The Forger’s Apprentice helps forge accurate picture of famous art forger

Mark Forgy, courtesy of the WTAMU website.

Amy van Lintel, associate professor of art history and Doris Alexander, endowed distinguished professor of fine arts, hosted a Distinguished Lecture Series event dubbed “An Art Forger Revealed: The Myth, Mystery, and Legacy of Elmyr de Hory”. The dubious and controversial art forger and star of multiple documentaries on his artistic exploits, unknowable personality, and impact on the world of auctions and museums, at the Fine Arts Complex Recital Hall on March 9, 2020.


Speaking on the subject was Mark Forgy, personal friend to de Hory, sole legal heir to his estate, and author of “The Forger’s Apprentice: Life with the World’s Most Notorious Artist”, which Van Lintel is using as the textbook for her graduate art history course on fakes and forgeries.


“I was very happy to connect with Amy because obviously there is an intersect… of interest on this same plane,” said Forgy. “And I think there’s a lot of important things to… say about fakery and art forgery. The art market is rife with this… When the safety net has holes big enough to drive a truck through it… incentivizes art crime. Whether that’s, you know tomb looting, fakes and forgeries, art theft… It’s really an important cultural and economic problem that really needs to be addressed.”
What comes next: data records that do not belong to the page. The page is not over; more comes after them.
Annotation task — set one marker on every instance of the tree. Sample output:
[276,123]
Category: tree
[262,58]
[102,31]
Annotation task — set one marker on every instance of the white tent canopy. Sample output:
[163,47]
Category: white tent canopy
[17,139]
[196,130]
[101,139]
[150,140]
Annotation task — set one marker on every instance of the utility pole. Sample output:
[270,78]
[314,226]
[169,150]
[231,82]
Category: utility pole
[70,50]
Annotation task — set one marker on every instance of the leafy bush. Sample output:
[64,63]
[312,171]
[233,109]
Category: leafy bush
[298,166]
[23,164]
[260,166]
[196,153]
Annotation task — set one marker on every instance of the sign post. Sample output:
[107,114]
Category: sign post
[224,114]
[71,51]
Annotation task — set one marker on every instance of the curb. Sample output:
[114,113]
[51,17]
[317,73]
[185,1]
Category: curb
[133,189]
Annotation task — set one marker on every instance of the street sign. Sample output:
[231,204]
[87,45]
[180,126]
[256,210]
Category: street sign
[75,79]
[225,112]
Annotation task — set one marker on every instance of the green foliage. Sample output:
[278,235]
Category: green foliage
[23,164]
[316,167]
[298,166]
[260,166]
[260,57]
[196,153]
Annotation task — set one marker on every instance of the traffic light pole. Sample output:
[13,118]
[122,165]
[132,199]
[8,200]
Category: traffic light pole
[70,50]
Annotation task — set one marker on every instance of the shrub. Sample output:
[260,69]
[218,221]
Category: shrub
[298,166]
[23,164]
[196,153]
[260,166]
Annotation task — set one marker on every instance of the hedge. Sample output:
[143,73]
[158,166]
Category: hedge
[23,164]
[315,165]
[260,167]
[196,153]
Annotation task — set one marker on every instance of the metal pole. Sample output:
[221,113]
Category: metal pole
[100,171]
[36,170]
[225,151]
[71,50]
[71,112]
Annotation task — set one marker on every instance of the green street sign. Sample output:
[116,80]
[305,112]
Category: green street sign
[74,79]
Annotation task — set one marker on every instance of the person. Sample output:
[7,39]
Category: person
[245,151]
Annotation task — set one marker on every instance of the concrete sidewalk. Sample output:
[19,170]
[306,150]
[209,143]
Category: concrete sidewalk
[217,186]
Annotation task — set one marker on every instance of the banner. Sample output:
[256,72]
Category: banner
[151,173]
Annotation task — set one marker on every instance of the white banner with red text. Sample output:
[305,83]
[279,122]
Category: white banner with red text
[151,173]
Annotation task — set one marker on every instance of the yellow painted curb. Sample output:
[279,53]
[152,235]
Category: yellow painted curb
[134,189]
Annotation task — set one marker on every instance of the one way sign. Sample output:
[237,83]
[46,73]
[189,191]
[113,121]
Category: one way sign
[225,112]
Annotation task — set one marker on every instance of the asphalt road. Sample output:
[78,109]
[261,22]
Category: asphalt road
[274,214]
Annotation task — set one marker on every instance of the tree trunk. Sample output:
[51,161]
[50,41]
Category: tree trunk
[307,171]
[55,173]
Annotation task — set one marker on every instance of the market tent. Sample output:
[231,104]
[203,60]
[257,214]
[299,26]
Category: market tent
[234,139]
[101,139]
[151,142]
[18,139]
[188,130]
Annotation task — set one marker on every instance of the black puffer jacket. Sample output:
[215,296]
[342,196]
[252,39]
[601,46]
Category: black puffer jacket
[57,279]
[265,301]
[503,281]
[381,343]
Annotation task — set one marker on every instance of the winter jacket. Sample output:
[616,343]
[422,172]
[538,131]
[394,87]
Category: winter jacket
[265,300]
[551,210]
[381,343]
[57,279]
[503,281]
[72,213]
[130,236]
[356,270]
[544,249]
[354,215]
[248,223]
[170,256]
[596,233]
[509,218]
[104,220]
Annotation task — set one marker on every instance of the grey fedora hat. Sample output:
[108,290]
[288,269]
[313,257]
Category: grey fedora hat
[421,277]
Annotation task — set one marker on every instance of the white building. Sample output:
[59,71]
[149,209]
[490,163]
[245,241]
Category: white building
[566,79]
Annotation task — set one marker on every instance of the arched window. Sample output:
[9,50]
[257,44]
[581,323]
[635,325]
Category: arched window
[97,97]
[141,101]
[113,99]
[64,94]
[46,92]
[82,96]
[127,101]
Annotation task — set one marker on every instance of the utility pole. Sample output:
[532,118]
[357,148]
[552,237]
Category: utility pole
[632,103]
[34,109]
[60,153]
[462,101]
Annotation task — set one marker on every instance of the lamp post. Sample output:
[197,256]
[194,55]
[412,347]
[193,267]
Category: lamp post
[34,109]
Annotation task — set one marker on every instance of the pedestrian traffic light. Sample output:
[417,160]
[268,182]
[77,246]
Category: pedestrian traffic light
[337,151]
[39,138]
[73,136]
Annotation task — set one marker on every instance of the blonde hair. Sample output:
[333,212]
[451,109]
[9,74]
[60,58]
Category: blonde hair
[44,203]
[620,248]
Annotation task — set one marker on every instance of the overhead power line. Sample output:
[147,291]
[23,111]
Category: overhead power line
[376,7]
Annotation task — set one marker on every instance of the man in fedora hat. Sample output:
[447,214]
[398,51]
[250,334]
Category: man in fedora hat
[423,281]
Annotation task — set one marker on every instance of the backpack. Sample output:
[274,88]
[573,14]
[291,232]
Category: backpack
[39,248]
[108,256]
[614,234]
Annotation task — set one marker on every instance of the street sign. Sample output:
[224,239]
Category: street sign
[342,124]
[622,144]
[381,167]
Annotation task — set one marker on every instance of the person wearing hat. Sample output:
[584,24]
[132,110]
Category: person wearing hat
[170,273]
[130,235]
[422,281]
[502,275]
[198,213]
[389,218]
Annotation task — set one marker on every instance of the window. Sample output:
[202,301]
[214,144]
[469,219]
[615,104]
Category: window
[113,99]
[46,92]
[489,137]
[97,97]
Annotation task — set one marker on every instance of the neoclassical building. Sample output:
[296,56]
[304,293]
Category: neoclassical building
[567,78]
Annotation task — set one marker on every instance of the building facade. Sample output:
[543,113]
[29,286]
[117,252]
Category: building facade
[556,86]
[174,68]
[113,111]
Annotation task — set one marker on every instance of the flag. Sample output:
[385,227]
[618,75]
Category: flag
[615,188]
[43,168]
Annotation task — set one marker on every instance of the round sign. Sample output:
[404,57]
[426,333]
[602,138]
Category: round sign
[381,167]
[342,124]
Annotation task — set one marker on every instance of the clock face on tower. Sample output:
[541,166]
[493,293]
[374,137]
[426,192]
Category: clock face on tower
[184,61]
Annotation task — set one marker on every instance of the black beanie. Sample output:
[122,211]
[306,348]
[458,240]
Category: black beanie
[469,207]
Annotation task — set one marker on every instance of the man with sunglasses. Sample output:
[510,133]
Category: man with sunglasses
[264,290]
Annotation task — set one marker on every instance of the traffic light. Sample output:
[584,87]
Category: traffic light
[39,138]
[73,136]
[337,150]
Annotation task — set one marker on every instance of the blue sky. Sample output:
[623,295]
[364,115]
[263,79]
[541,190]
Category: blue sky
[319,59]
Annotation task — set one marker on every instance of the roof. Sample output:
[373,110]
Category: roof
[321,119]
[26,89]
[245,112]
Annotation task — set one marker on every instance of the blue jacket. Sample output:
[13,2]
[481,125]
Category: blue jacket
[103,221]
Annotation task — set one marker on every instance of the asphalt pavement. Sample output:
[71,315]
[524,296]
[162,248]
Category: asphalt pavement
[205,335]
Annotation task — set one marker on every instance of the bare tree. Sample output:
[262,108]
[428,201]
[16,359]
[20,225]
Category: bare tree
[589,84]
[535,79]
When speaking on the art market, which is simply an extension of the business world, Forgy explained that it isn’t held to a high enough standard. Auction houses fail to do their due diligence and cannot guarantee even some modicum of consumer protection. They are not, they demand, in the business of authenticating art, but rather in the business of selling it, and therefore take no responsibility for fraudulent practices.

“The analogy would be for any industry to sell defective products… and there is no consumer protection agency to keep them from doing that,” Forgy said. “And then they are held harmless… in those transactions after they knowingly sell the public… faulty goods.”


Van Lintel’s course had been studying and exploring these concepts and problems the entire semester, and with his visit, Forgy helped cement concepts, add information, and raise questions the students could leave the lecture with. Forgy’s perspective on his friend offered valuable insight for the students, not only for their studies, but for their perspectives on the world of art in general.


“I wanted them to think complexly about this individual,” said Van Lintel. “We’ve been struggling with whether he is, you know, good or evil, for lack of a better, less black-and-white term… like [Forgy] said, he’s a con man and he’s a kind man. He was [Forgy’s] friend and he was generous, but he tricked people. But then we see that he fell prey to bad circumstances, he was never recognized, he didn’t get critical acclaim… Just how the art world isn’t black and white, master and non-master. It’s that kind of gray area that we’ve been teasing out all semester that Mark brought in so brilliantly… I think the students are really getting that.”